The poem is first listed in the Bìshěng shěng xùbiān dào sìkù quèshū mù 秘書省續編到四庫闕書目 as Yīn zhēnjūn dà huándān gē 陰真君大還丹歌 in one juan; the Sòngshǐ 宋史 gives the present title, omitting the 大 (Van der Loon 139). Péng Xiǎo 彭曉 (fl. 974) quotes lines of it in [[KR5c1002|DZ 1002 Zhōuyì cāntóng qì fēn zhāng tōngzhēn yì]] 2.22a and 3.11b, which secures a Five-Dynasties terminus ante quem for the poem itself.

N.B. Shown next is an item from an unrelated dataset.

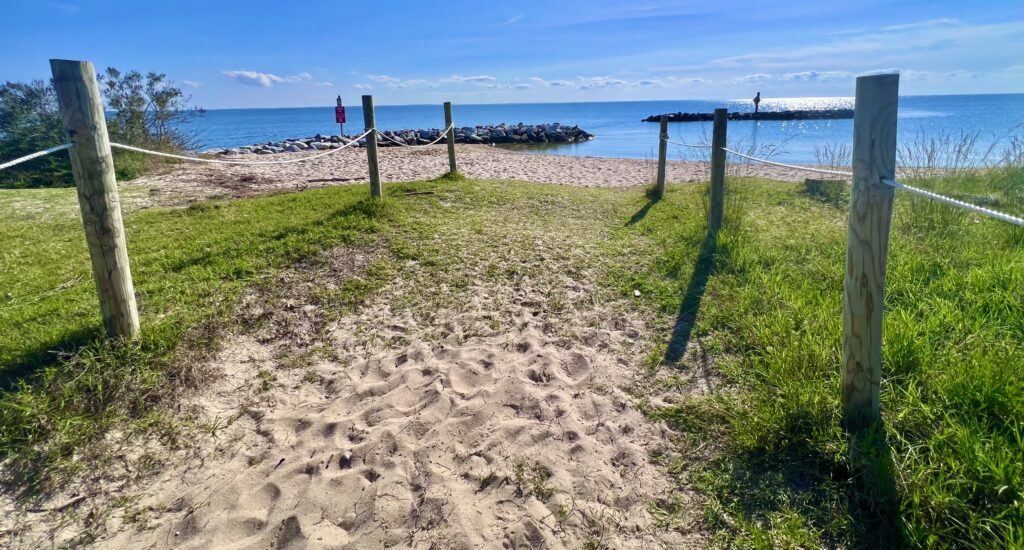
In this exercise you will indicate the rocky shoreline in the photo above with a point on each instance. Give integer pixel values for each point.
(826, 114)
(503, 133)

The commentary is not mentioned in Chén Tuán’s biographies, and since many works were forged in his name during the Northern Sòng, its authorship is uncertain; a related ChénTuán work on similar subject matter, the Zhǐxuán piān 指玄篇, is recorded at Sòngshǐ 457.13421 as treating “gymnastics, the art of nourishing the vital principle, and the cyclically transformed elixir.” The poem is reproduced with minor variations in [[KR5c0927|DZ 927 Tàiqīng yùbēi zǐ]]. Farzeen Baldrian-Hussein, in Schipper & Verellen eds., The Taoist Canon (2004) 2:843–844 (§3.A.4, Nèidān and Yǎngshēng), assigns the poem to the Five Dynasties (907–960) or earlier and the commentary to the early Sòng. The frontmatter brackets composition notBefore 907 / notAfter 989, coinciding with Chén Tuán’s floruit.

Translations and research

No full translation. Standard scholarly entry: Farzeen Baldrian-Hussein, “Yin zhenjun huandan ge zhu,” in Schipper & Verellen eds., The Taoist Canon (2004), Vol. 2 §3.A.4, 843–844. On Chén Tuán see Livia Kohn, “Chen Tuan in History and Legend,” Taoist Resources 2.1 (1990): 8–31; Isabelle Robinet, Introduction à l’alchimie intérieure taoïste: De l’unité et de la multiplicité (Paris: Cerf, 1995).